Why would the output be non-linear based on the gate voltage if I keep within the linear range of the FET? This is something I don't fully understand.
If you must operate the solenoid in analog fashion, this is the circuit to use:
Here, the solenoid current is monitored by the transistor's emitter resistor (R), whose voltage is fed back to the op amp. The voltage on the pot's wiper (V) will range from 0V to 5V * R2 / (R1 + R2). The current in the solenoid, therefore, will equal V / R.
-Phil
As Phil rightly mentioned, this should be done with PWM, even if you could control it in a linear fashion it will get very hot, a lot hot, even in a few seconds. How about using the digital pot to control the PWM of a 555 timer instead? This will be very efficient and you will only need a very small MOSFET as I get by quite nicely with dual MOSFETs in SO8 driving large solenoids.
Here's a schematic of a PWM 555 I grabbed from the net although I would completely ignore the MOSFET they used but otherwise it's similar.
Perhaps older devices are better behaved for analog use? Just a thought - I used 2SJ48 &
2SK133 Hitachi MOSFETs in an audio amplifier I built in the '80's.
Either way the on-resistance of any FET isn't easy to control without feedback as the threshold voltage is
very variable between devices.
However for low voltage circuits BJTs are often more convenient since an emitter follower only drops 0.7V,
a source-follower would be more like 2 to 4V.
Anyway here we really have a requirement for current control, not resistance control, and a programmable
current-sink circuit is the correct approach.
As for PWM, this totally depends on whether the solenoid core is laminated or not. If its laminated you
can PWM and not get significant heating in the core. Solid core and PWM risks overheating the core with
iron-losses - however higher frequency PWM should mean less current/flux ripple so the losses may go down to
something acceptable - perhaps some experimentation needed. However always worth thinking of a solid-cored
solenoid as a transformer with a shorted secondary.

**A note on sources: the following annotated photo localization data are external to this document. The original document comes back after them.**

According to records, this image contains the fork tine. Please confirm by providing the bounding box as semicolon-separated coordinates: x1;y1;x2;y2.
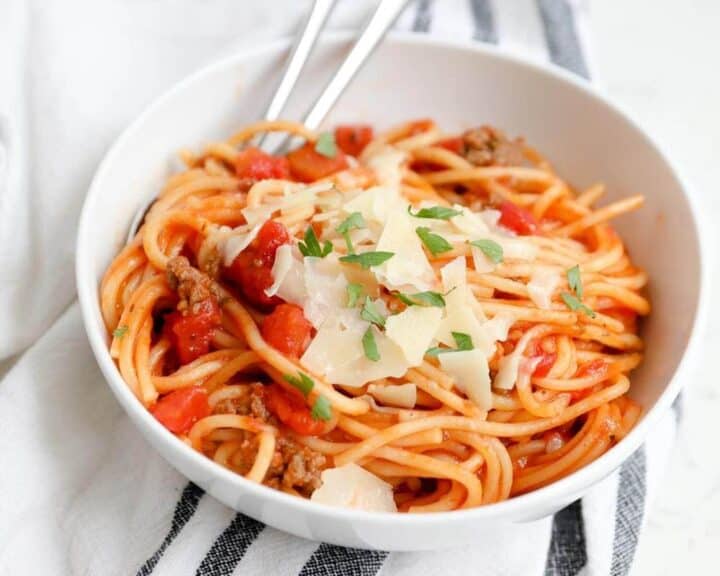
257;0;337;149
302;0;410;131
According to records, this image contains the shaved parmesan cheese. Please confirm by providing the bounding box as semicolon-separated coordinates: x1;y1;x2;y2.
301;312;410;387
311;464;397;512
451;205;491;237
220;222;264;266
241;181;334;225
494;349;522;390
386;306;443;365
368;383;417;409
470;244;495;274
439;349;492;410
300;310;366;379
302;256;348;328
495;237;538;261
440;256;467;293
481;209;501;227
436;257;490;350
342;185;403;226
265;244;294;298
481;313;515;344
374;209;435;292
527;268;561;309
241;204;276;227
366;146;407;188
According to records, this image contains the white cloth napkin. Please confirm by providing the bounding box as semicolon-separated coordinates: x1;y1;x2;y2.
0;1;678;575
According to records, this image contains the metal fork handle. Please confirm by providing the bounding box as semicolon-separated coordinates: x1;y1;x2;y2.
263;0;337;124
302;0;410;131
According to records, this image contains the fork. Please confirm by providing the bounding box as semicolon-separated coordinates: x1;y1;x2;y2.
127;0;410;242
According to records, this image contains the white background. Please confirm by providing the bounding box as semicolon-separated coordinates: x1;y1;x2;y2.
590;0;719;573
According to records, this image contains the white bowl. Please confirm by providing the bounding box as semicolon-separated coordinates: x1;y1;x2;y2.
76;33;706;550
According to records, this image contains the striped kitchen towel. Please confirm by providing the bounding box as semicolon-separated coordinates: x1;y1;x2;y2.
0;1;678;575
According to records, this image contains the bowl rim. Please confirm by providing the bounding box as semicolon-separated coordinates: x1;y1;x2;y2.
76;30;708;527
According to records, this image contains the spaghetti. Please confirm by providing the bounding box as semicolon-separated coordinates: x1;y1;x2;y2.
101;119;647;512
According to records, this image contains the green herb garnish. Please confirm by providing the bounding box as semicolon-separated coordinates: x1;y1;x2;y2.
560;292;596;318
362;326;380;362
469;239;504;264
339;251;394;269
311;395;333;421
407;205;462;220
346;283;364;308
451;331;474;351
425;346;446;357
567;265;583;299
298;226;333;258
425;331;474;356
335;211;366;254
360;299;386;328
283;372;315;397
395;291;446;308
416;226;453;256
314;132;337;158
112;325;128;339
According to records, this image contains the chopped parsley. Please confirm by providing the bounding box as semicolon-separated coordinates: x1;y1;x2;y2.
335;211;366;254
360;298;386;328
469;239;504;264
451;331;474;351
346;283;364;308
283;371;315;397
395;290;446;308
560;292;596;318
339;251;394;269
567;265;583;298
415;226;453;256
298;226;332;258
112;325;128;339
425;331;474;356
311;395;333;421
314;132;337;158
407;205;461;220
362;326;380;362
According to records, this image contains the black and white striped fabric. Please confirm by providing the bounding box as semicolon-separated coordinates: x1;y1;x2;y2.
0;1;679;575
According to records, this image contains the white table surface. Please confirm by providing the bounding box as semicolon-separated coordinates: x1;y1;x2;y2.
590;0;719;573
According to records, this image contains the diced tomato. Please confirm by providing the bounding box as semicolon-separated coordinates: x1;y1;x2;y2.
287;142;349;183
255;220;291;266
532;351;557;378
235;147;290;181
225;220;290;309
498;200;539;236
226;253;280;309
576;358;608;379
334;124;374;156
527;338;556;377
436;137;464;154
263;384;325;436
150;386;210;434
261;303;313;358
165;299;222;364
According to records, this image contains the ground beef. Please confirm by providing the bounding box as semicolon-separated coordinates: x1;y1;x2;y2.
462;125;527;167
215;384;327;496
213;384;273;422
166;256;220;315
200;245;222;280
265;435;327;496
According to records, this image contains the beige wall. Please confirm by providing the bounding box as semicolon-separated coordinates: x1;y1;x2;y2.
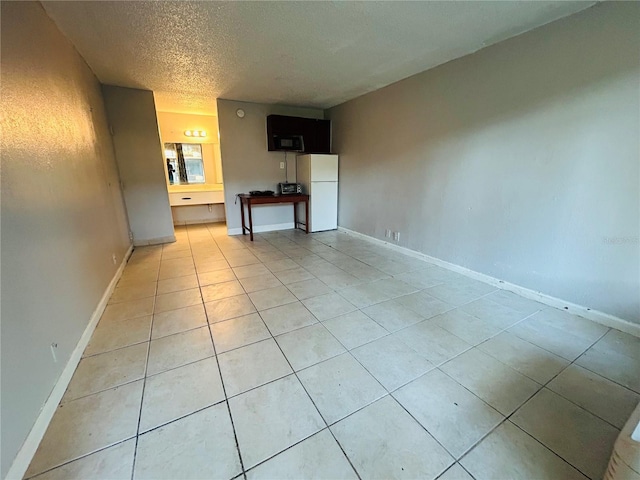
0;2;131;476
217;100;324;233
102;86;175;245
328;2;640;323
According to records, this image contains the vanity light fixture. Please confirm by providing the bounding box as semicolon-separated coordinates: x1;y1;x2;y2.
184;130;207;137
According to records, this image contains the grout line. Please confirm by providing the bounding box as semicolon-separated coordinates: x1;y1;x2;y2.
121;246;161;480
136;397;228;436
81;335;152;359
107;291;157;306
453;327;614;479
23;436;138;480
248;296;363;480
497;421;590;478
456;462;478;480
240;427;339;477
325;317;472;470
129;282;157;480
191;226;248;477
530;330;627;433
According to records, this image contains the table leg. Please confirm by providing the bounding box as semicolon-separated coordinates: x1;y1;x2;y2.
305;199;310;234
240;199;246;235
247;200;254;241
294;202;298;230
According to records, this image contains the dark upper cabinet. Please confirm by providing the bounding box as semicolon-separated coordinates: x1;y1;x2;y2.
266;115;331;153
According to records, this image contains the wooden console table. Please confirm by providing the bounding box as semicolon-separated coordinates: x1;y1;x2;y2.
238;193;309;241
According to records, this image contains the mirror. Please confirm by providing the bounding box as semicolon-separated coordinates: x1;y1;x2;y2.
164;143;205;185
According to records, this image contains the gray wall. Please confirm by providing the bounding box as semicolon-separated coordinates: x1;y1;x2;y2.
328;2;640;323
0;2;131;476
217;99;323;232
102;86;175;245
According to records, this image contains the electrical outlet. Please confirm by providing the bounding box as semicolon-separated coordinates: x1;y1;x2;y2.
280;162;285;169
112;253;117;265
50;343;58;363
393;231;400;241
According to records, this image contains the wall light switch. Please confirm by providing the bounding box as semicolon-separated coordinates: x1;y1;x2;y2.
280;162;285;169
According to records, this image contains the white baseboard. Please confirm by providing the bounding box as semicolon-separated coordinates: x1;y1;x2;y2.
173;218;225;226
5;245;134;480
338;227;640;337
133;235;176;246
227;222;295;236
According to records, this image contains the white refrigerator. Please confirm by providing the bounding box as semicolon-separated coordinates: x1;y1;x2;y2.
296;154;338;232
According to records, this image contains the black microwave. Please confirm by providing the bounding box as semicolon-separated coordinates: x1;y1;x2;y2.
273;134;304;152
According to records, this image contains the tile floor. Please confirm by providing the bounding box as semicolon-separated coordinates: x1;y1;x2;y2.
26;223;640;480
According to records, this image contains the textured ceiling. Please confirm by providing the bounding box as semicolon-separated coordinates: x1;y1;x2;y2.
41;1;595;115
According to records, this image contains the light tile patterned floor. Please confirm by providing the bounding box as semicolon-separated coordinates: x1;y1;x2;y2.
26;223;640;480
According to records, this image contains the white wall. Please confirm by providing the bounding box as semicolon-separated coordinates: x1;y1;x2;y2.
0;3;131;476
328;2;640;323
102;86;175;245
217;100;324;233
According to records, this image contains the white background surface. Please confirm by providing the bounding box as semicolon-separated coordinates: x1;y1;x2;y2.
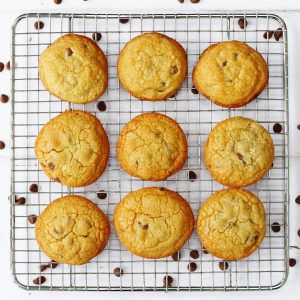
1;0;300;299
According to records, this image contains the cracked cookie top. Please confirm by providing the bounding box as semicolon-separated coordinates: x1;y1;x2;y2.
117;32;187;101
35;195;110;265
117;112;187;181
192;41;269;108
113;187;194;259
39;34;108;104
204;116;274;187
197;189;266;260
35;110;109;187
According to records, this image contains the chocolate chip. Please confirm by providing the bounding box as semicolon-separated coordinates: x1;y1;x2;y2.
0;94;9;103
65;48;73;57
29;183;38;192
273;123;282;133
119;18;129;24
0;141;5;149
296;195;300;204
203;248;209;254
187;262;197;272
274;28;283;41
222;61;227;67
49;260;58;269
190;250;199;259
190;0;200;3
0;62;4;72
237;153;244;161
92;32;102;41
34;21;44;30
54;0;62;4
289;258;296;267
171;251;181;261
159;187;165;191
178;0;184;2
219;261;229;271
271;222;281;233
47;162;55;170
238;18;247;29
96;190;107;199
263;30;274;39
6;61;10;70
97;101;106;111
39;264;48;272
27;214;37;224
297;229;300;237
113;267;123;277
163;275;173;287
188;170;197;181
169;93;176;98
33;276;46;285
191;86;198;94
297;124;300;130
157;82;166;92
15;197;26;205
171;66;178;74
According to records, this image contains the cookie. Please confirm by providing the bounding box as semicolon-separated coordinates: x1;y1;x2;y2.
39;34;108;104
35;110;109;187
113;187;194;259
35;195;110;265
197;189;266;260
117;112;187;181
117;32;187;101
192;41;269;108
204;116;274;187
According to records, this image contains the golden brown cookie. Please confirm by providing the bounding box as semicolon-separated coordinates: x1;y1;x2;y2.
197;189;266;260
39;34;108;104
35;110;109;187
35;195;110;265
204;116;274;187
113;187;194;259
117;32;187;101
117;112;187;181
192;40;269;108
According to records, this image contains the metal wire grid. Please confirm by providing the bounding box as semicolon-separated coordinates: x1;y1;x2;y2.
10;13;289;291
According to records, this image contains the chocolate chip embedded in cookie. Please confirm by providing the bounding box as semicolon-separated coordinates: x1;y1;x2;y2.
113;187;194;259
35;195;110;265
204;116;274;187
35;110;109;187
197;189;266;260
117;32;187;101
192;40;269;108
39;34;108;104
117;112;187;181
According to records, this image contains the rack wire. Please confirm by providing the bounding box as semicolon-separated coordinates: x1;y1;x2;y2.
10;13;289;291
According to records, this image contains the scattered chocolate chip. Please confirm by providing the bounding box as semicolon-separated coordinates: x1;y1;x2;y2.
263;30;274;39
190;250;199;259
289;258;296;267
163;275;173;287
274;28;283;41
188;170;197;181
27;214;37;224
191;86;198;94
113;267;123;277
171;251;181;261
33;276;46;285
96;190;107;199
47;162;55;170
15;197;26;205
271;222;281;233
238;18;247;29
65;48;73;57
219;261;229;271
171;65;178;74
119;18;129;24
178;0;184;3
157;82;166;92
296;195;300;204
97;101;106;111
6;61;10;70
34;21;44;30
237;153;244;161
39;264;48;272
29;183;38;192
92;32;102;41
54;0;62;4
54;177;61;183
297;229;300;237
273;123;282;133
0;141;5;149
187;262;197;272
190;0;200;3
0;94;9;103
297;124;300;130
169;93;176;98
0;62;4;72
203;248;209;254
222;61;227;67
49;260;58;269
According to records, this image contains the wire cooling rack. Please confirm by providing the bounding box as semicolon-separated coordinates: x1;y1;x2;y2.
10;13;289;291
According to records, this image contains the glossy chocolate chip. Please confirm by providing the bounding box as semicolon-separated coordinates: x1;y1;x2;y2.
0;141;5;149
39;264;48;272
0;62;4;72
289;258;296;267
238;18;247;29
119;18;129;24
113;267;123;277
274;28;283;41
34;21;44;30
263;30;274;39
54;0;62;4
297;229;300;237
273;123;282;133
0;94;9;103
96;190;107;199
190;250;199;259
297;124;300;130
65;48;73;57
219;261;229;271
163;275;173;287
29;183;39;192
188;170;197;181
171;251;181;261
92;32;102;41
178;0;184;2
187;262;197;272
49;260;59;269
97;101;106;111
27;214;37;224
33;276;46;285
191;86;198;94
190;0;200;3
6;61;10;70
296;195;300;204
203;248;209;254
271;222;281;233
15;197;26;205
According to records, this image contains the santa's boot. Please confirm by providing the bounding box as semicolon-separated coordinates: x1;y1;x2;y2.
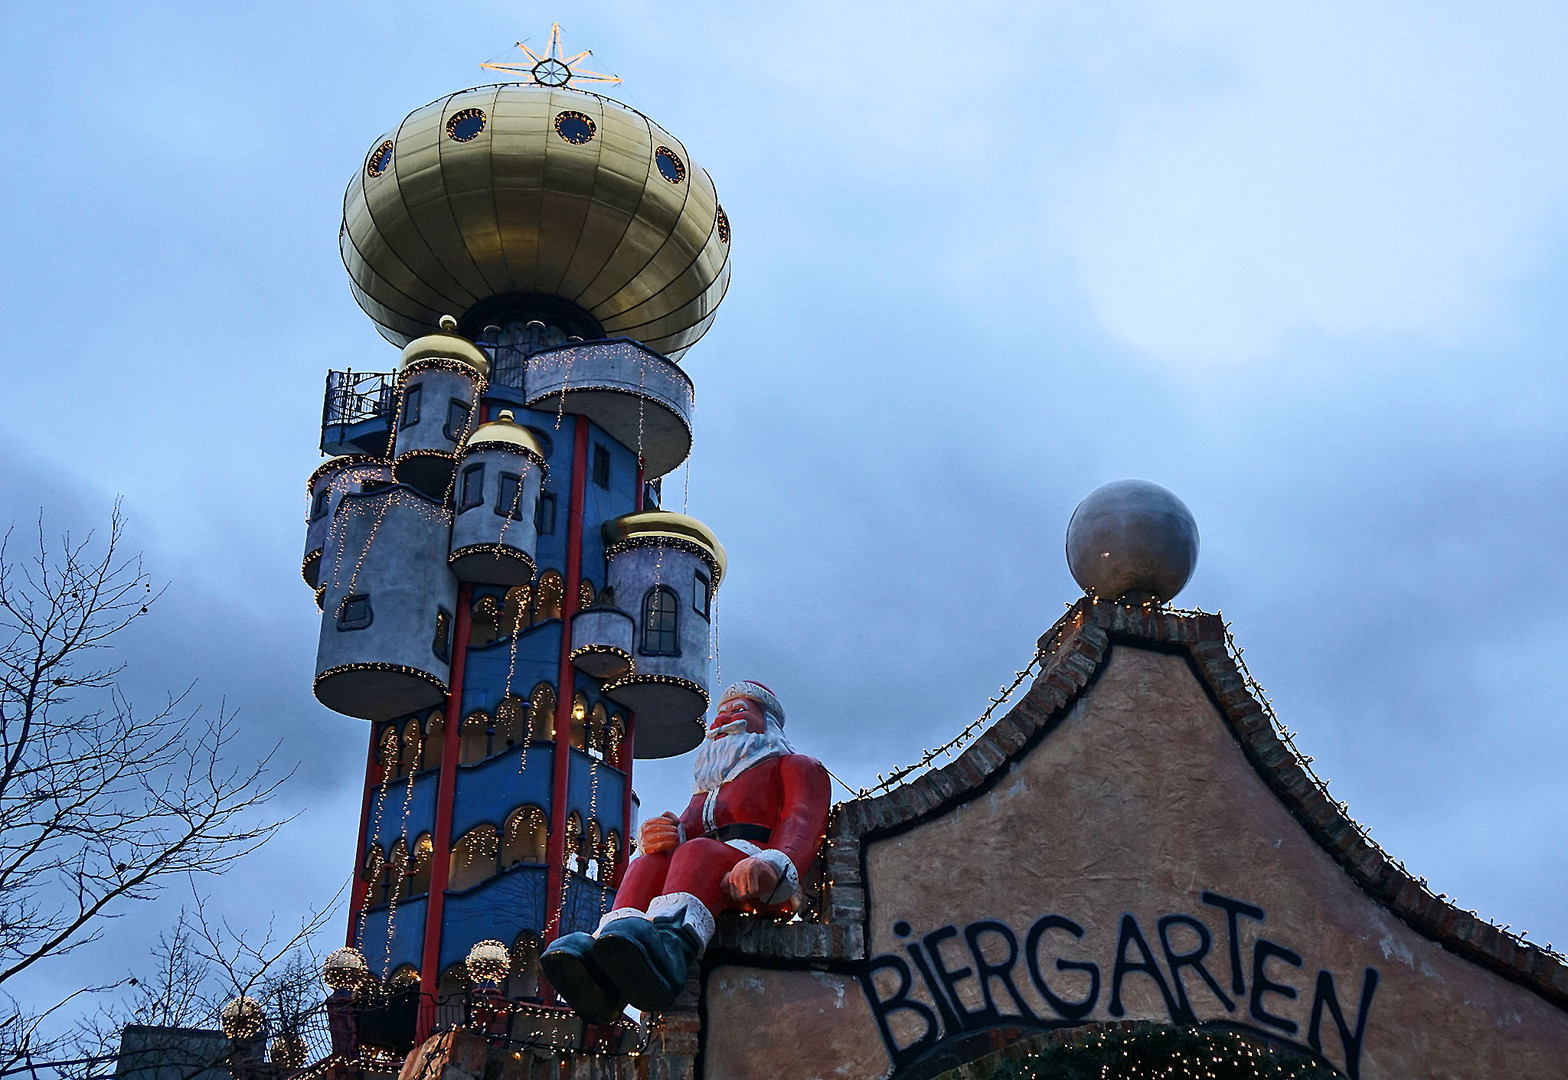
592;892;714;1012
540;910;640;1024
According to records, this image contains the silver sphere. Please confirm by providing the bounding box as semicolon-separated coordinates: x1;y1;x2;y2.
1066;480;1199;603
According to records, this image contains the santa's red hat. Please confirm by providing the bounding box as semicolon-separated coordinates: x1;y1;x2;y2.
720;680;784;724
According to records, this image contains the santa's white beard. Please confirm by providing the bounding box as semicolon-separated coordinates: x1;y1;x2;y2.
691;719;794;793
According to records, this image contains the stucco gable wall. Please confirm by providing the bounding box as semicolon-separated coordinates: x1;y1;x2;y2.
702;642;1568;1080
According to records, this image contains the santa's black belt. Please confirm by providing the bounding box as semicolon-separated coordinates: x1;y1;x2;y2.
711;823;771;843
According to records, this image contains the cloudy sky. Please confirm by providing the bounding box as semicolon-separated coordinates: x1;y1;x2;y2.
3;0;1567;1013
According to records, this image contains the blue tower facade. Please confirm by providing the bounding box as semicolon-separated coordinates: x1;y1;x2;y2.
306;75;731;1051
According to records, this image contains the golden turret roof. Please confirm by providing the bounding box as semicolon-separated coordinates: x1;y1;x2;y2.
398;315;492;377
342;84;731;359
603;510;726;585
465;410;545;460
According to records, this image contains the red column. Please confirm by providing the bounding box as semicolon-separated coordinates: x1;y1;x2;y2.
416;583;472;1042
345;725;385;946
544;416;589;944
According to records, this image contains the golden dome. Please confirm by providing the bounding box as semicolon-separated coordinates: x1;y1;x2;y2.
603;510;726;585
465;409;545;459
398;316;492;377
342;85;731;360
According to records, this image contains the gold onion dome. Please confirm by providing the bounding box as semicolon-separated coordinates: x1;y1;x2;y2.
343;84;731;359
398;314;491;376
604;510;726;585
466;409;544;458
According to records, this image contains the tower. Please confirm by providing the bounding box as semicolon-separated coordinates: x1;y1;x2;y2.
304;33;731;1053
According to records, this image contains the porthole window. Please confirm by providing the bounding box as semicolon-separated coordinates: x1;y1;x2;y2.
446;108;486;142
366;140;394;178
554;111;596;145
655;146;685;184
716;206;730;244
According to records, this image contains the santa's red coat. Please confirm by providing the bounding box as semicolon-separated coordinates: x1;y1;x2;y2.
613;752;831;918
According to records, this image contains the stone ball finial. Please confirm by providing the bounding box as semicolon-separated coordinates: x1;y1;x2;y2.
1066;479;1199;604
438;314;458;332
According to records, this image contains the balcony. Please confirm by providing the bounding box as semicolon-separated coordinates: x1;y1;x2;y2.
321;370;396;457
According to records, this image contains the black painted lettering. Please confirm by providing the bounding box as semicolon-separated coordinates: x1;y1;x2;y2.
1201;890;1266;996
905;939;963;1034
1157;913;1235;1021
1025;915;1100;1020
964;920;1035;1022
862;955;939;1063
924;925;985;1027
1249;938;1303;1034
1109;914;1181;1020
1309;967;1379;1080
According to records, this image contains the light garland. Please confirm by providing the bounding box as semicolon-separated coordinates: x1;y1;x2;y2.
604;534;722;587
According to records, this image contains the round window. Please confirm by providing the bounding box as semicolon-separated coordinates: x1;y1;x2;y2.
366;140;395;178
446;108;486;142
716;206;730;244
655;146;685;184
554;111;596;145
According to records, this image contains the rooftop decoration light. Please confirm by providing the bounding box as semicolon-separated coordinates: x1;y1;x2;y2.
321;946;370;991
219;996;265;1041
466;939;511;986
480;23;622;89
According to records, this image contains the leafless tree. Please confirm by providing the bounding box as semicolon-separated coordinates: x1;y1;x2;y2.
0;506;293;1073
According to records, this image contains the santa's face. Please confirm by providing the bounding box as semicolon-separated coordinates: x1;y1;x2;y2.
710;695;766;737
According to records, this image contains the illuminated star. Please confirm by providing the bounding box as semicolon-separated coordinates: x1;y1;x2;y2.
480;23;623;89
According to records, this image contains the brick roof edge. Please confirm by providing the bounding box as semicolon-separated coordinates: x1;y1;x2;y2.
822;596;1568;1010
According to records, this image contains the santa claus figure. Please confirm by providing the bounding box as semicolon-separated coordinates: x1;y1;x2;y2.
541;681;830;1020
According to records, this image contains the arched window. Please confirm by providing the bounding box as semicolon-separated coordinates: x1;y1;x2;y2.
459;711;491;765
437;965;467;1004
449;824;499;891
408;833;433;895
603;830;621;886
389;965;420;990
570;694;588;752
500;805;547;867
470;594;501;648
385;838;409;903
502;585;530;637
564;812;584;875
607;714;626;768
640;586;680;656
533;571;564;625
423;711;445;772
528;683;556;742
586;819;603;881
508;933;541;1001
378;725;400;779
495;695;528;749
362;843;387;906
588;703;608;760
578;578;595;610
401;719;423;776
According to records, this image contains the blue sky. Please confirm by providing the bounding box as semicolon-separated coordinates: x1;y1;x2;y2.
3;1;1567;1011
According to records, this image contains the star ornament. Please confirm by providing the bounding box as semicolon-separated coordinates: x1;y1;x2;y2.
480;23;623;89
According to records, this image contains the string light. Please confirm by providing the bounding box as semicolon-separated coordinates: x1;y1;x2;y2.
321;946;370;991
219;996;264;1041
466;939;511;985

This is the reason mains AC solenoids are typically of laminated construction.
stamp.
Sure sounds like a job for the Propeller rather than the Stamp if you want to control the current in each solenoid easily. With 4 PWM outputs you could easily just drive the gate of a MOSFET directly for absolute minimum parts. If you persist with the Stamp you will need PWM drivers and digital pots for each solenoid, and that's way more complicated. I definitely would not recommend the analog approach unless you had big heatsinks as they will get hot very quickly when you try to control the current in that awkward fashion. In fact even if you really wanted or needed to use the Stamp you could still plonk a Prop chip down simply for PWM control of 4 solenoids (or more) and talk to the Prop with a simple serial command over one I/O line for all 4 solenoids.
Optos aren't designed to drive the solenoids directly and as long as you observe good grounding practices you should need them either.
The Stamp PWM command is meant for this approach. It charges up the capacitor C1 to the desired steady voltage, and then the PWM command becomes an input so that C1 holds that voltage until you reset it or refresh it.
PWM 0, 61, 255 ' applies 24% PWM at Vin for 290ms, then holds
The capacitor is charged to 24% of 5V (=1.2V), and that through feedback holds 1.2V across R2=8Ω, and that gives 150mA in the solenoid.
Quantitatively you are asking for solenoid currents between 0.15A and 0.36A. (That is based on 180Ω for the solenoid in combination with the original series resistance values from 10 to 200 ohms, and 68V supply). The resulting power levels in Q1 and R2 are manageable, and you said also it would be low duty cycle.
I've done PWM with the Stamp just like you showed for a simple A/D converter! You're right on the currents, and I calculated a 5W BJT too. Duty cycle is very low.
Peter,
Prop may be a option, and will consider that as well. The device already has a BS2 in it with spare pins, so that was my starting point.